Der russische Geheimdienst wollte vom Augsburger Spion alles über die Ariane-Rakete wissen.

Augsburg
27.01.2022

Russischer Spion an der Uni Augsburg lieferte Infos über Ariane-Rakete

Von Holger Sabinsky-Wolf

Ein russischer Geheimdienst zapfte einen Mitarbeiter der Uni Augsburg an. Nun wird dem jungen Mann der Prozess gemacht. Was er verriet und welche Rolle das Generalkonsulat spielt.

Es sind geheimnisvolle Szenen, die sich am Freitag, 18. Juni 2021, in einer Seitengasse nahe des zentralen Augsburger Königsplatzes abspielen: Mehrere kräftige Typen stellen einen jungen Mann mit dunklem Bart und kurzen Haaren und nehmen ihn mit. Was fast wie eine Geiselnahme wirkt, ist ein diskreter Einsatz des Landeskriminalamtes mithilfe eines Spezialeinsatzkommandos. Denn es geht um einen heiklen Fall: Der junge Mann soll ein russischer Spion sein.

Russischer Spion arbeitete an der Uni Augsburg

Gut sieben Monate später hat sich der Verdacht für die Ermittlerinnen und Ermittler bestätigt. Die Bundesanwaltschaft hat daher nun Anklage gegen Ilnur N., 30, wegen mutmaßlicher geheimdienstlicher Agententätigkeit erhoben. Der Wissenschaftler russischer Herkunft soll sensible Informationen an den russischen Auslandsgeheimdienst SWR verraten haben. Bis zu seiner Festnahme arbeitete N. als wissenschaftlicher Mitarbeiter am Institut für Materialforschung der Universität Augsburg. Der Prozess gegen ihn vor dem 6. Strafsenat des Oberlandesgerichts München soll nach Informationen unserer Redaktion Mitte Februar beginnen. Die Verhandlung ist auf zehn Tage angesetzt.
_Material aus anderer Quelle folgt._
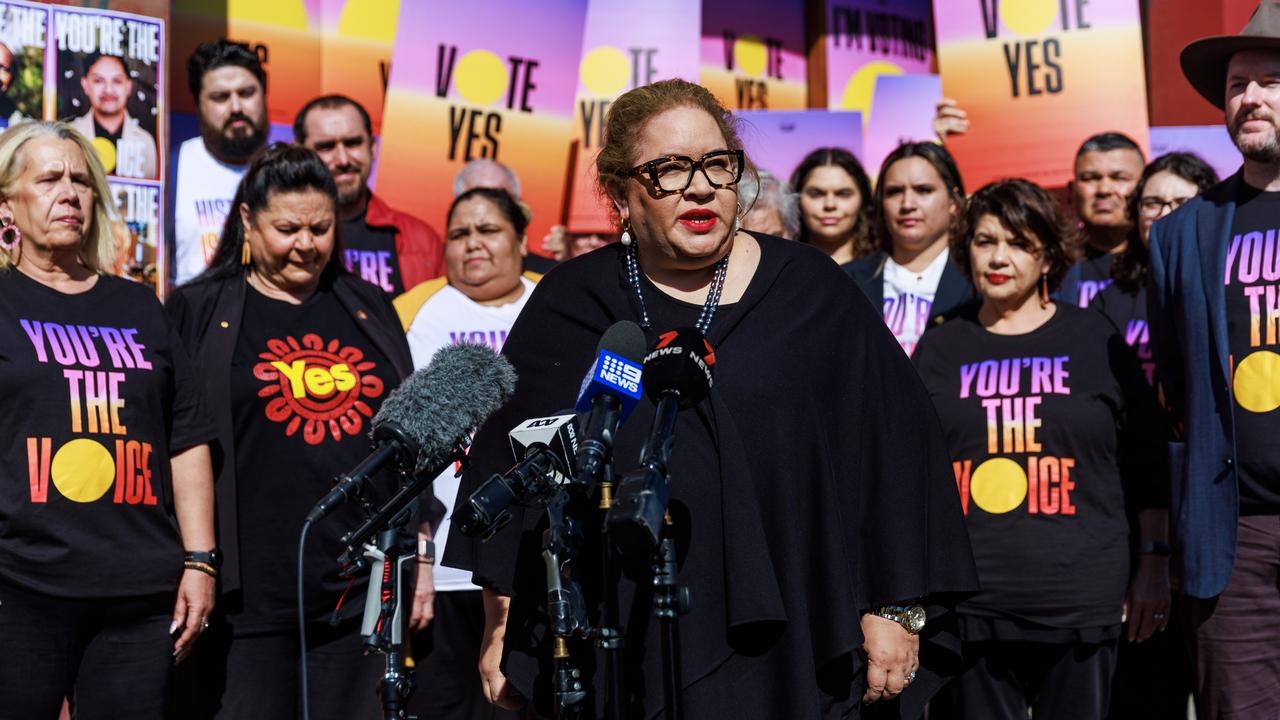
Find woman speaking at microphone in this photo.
[444,75,977,719]
[169,145,412,719]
Russland wollte alles über die Ariane-Rakete wissen

Obwohl llnur N. auf den ersten Blick im Vergleich zu anderen Fällen eher ein kleiner Fisch zu sein scheint, schlug die Festnahme große Wellen. Der junge Russe hatte an der Uni gute Einblicke in die Forschung zu Faserverbund-Werkstoffen. Diese modernen Materialien sind zugleich leicht und sollen großen Belastungen standhalten. Sie eignen sich ideal für den Bau von Autos und Flugzeugen – sind aber auch für die Raumfahrt und die Rüstungsindustrie hochinteressant.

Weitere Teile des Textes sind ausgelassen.